The very solution which distrupted the market is becoming the key problem and it seems that the market is ready for yet another decadal change.
A little background will help before we move on. Uber relied on efficient matching of drivers and riders by signaling power of prices or fares. It has. utilized its prediction engine combined with real time data to change the prices to match supply with demand or vice versa. The engine increases price to attract drivers to pockets of high demand & reduces the price where the demand is muted. The trick has enabled it to provide more business to its drivers and increased utilization of their vehicles. On the other hand it has successfully provided reliable (really?) vehicle availability to the riders.
But the engine has created problems of its own principally those related to ethics & fair dealing.
I have not understood. Please explain!
The model in which Uber works relies on platform effect. Simply put the higher the number of users on its platform higher will be the value of the participants. For example, an additional driver will ensure more choice and increased competition thereby reducing tariffs to riders or open up new routes. Also, a new rider will increase the earning potential for drivers thus attracting ever more drivers. So once the flywheel started moving it will gather momentum oon its own.

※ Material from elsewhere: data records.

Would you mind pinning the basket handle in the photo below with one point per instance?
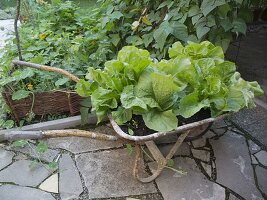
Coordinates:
(47, 68)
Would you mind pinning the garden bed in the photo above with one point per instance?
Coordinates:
(44, 103)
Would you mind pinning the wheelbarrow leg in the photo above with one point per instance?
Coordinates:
(160, 159)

The downside of this mechanism is that the model makes the market winner-takes-it-all. So market will only have 1–2 players to have enough scale to provide value to riders ( choice or fare) or to drivers ( higher business) . Now the winner or couple of winners will have control of market. This is evident in today’s market where drivers pay high commissions and riders accept surge pricing for convenience ( not that they want to). The fares do not reflect economic costs but the level of dependency riders have on Uber and likes. The fares are based on “Willingness-to-pay” which is a euphemism for gouging money as much as can be exracted based on the desperation of riders. A few of you may know that fares not only acccount for distance or demand-supply mismatch but also what is the battery level of your phone which may make you desperate to accept fares.

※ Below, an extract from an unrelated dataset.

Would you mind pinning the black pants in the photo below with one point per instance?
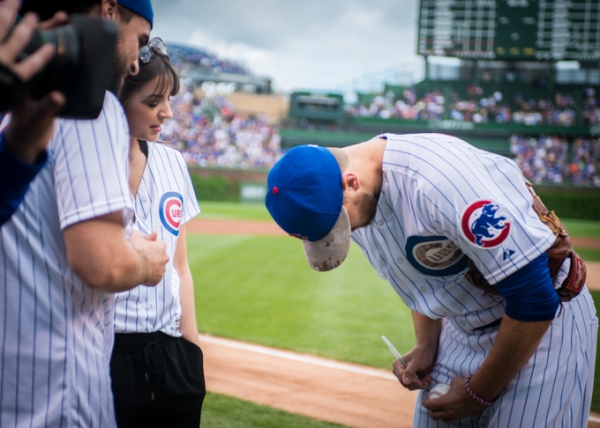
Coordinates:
(157, 381)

Moreover, the algorithms used by the incubments use what is called Machine Learning ( ML)) . The programs built on this technology are useful in many situations but inherently biased. The ML models are built by feeding lots of data and finding a pattern which can then be utilized for predictive purposes.
However, many of the readers would know that these models perpetuate the bias in data. For example , many studies have discovered that crime prevention models based on ML have shown bias against minorities and backward section of the society . This has led it further supression of these sections .
Similarly , ML models used by ride hailing app are fed on non-representative data of many situations. For example , on a rainy day couple of riders have accepted very high fares. This will be fed back to model which will show yet higher fares to subsequent riders. It may lead to complete breakdown of demand supply matching framework apart from raising ethical questions.
The unencumbered use of technology is not beneficial for even the drivers who may miss out on business due to high fares.
What’s the solution?
This article does not, in any way, deprecate the use of technology. But strongly backs to augment human capabilities with the use of technology . The decision making ought not be left to machines but it must be enhanced by efficient processing of information.
So can we expect some changes?
Definitely, the market is big & growing and perhaps the users will also want to try out the alternatives to the incumbent.